Model saving issue after training
gothaleshubham opened this issue · 1 comments
Please check that this issue hasn't been reported before.
- I searched previous Bug Reports didn't find any similar reports.
Expected Behavior
Expected behaviour is to save model weight as in output directory
Current behaviour
Only saving tokenizer information in output directory and model weight are not even after training is completed. I am using 2 gpus for training the model. While saving and I see the utilization on gpu2 as shown in below. But not saving weights and stuck
error.log
Steps to reproduce
Data : train_data_1K.json
git clone https://github.com/axolotl-ai-cloud/axolotl
cd axolotl
pip3 install packaging ninja
pip3 install -e '.[flash-attn,deepspeed]'
cd ..
accelerate launch -m axolotl.cli.train model.yaml
Config yaml
base_model: gpt2
model_type: AutoModelForCausalLM
tokenizer_type: AutoTokenizer
load_in_8bit: false
load_in_4bit: false
strict: false
# huggingface repo
datasets:
- path: train_data_1K.jsonl
ds_type: json
type: chat_template
chat_template: gemma
field_messages: conversations
message_field_role: from
message_field_content: value
roles:
user:
- human
assistant:
- gpt
dataset_prepared_path: last_run_prepared
val_set_size: 0.5
output_dir: output
sequence_len: 2048
sample_packing: true
eval_sample_packing: false
pad_to_sequence_len: true
wandb_project:
wandb_entity:
wandb_watch:
wandb_name:
wandb_log_model:
gradient_accumulation_steps: 8
micro_batch_size: 1
num_epochs: 1
optimizer: adamw_torch
lr_scheduler: cosine
learning_rate: 2e-5
train_on_inputs: false
group_by_length: false
bf16: auto
fp16:
tf32: false
gradient_checkpointing: true
gradient_checkpointing_kwargs:
use_reentrant: false
early_stopping_patience:
resume_from_checkpoint:
logging_steps: 1
xformers_attention:
flash_attention: false
warmup_steps: 100
evals_per_epoch: 1
eval_table_size:
debug:
weight_decay: 0.0
special_tokens:
Possible solution
No response
Which Operating Systems are you using?
- Linux
- macOS
- Windows
Python Version
3.10
axolotl branch-commit
main
Acknowledgements
- My issue title is concise, descriptive, and in title casing.

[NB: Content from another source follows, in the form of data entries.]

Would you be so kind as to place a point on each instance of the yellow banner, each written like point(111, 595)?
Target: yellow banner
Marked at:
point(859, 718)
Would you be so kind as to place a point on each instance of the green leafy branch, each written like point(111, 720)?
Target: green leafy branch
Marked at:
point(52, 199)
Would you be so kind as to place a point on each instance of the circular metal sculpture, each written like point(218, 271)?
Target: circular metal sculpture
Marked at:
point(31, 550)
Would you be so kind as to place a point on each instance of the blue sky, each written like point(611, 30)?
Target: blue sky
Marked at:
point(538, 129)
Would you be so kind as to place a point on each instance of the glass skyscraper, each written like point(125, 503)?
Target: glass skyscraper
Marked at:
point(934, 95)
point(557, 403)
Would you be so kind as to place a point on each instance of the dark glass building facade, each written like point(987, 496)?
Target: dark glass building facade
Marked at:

- I have searched the existing issues to make sure this bug has not been reported yet.
- I am using the latest version of axolotl.
- I have provided enough information for the maintainers to reproduce and diagnose the issue.
a couple of things. I would recommend disabling sample packing with the gpt2 model as it does not really support it wince it doesn't have flash attention support. Also the max sequence length for gpt2 is 1024. I noticed when I tried it with the setting of 2048 you are using, it ran into a cuda/nccl issue which is likely what you were seeing.
I think once you make these changes, it should be fine, as it saved properly for me after that.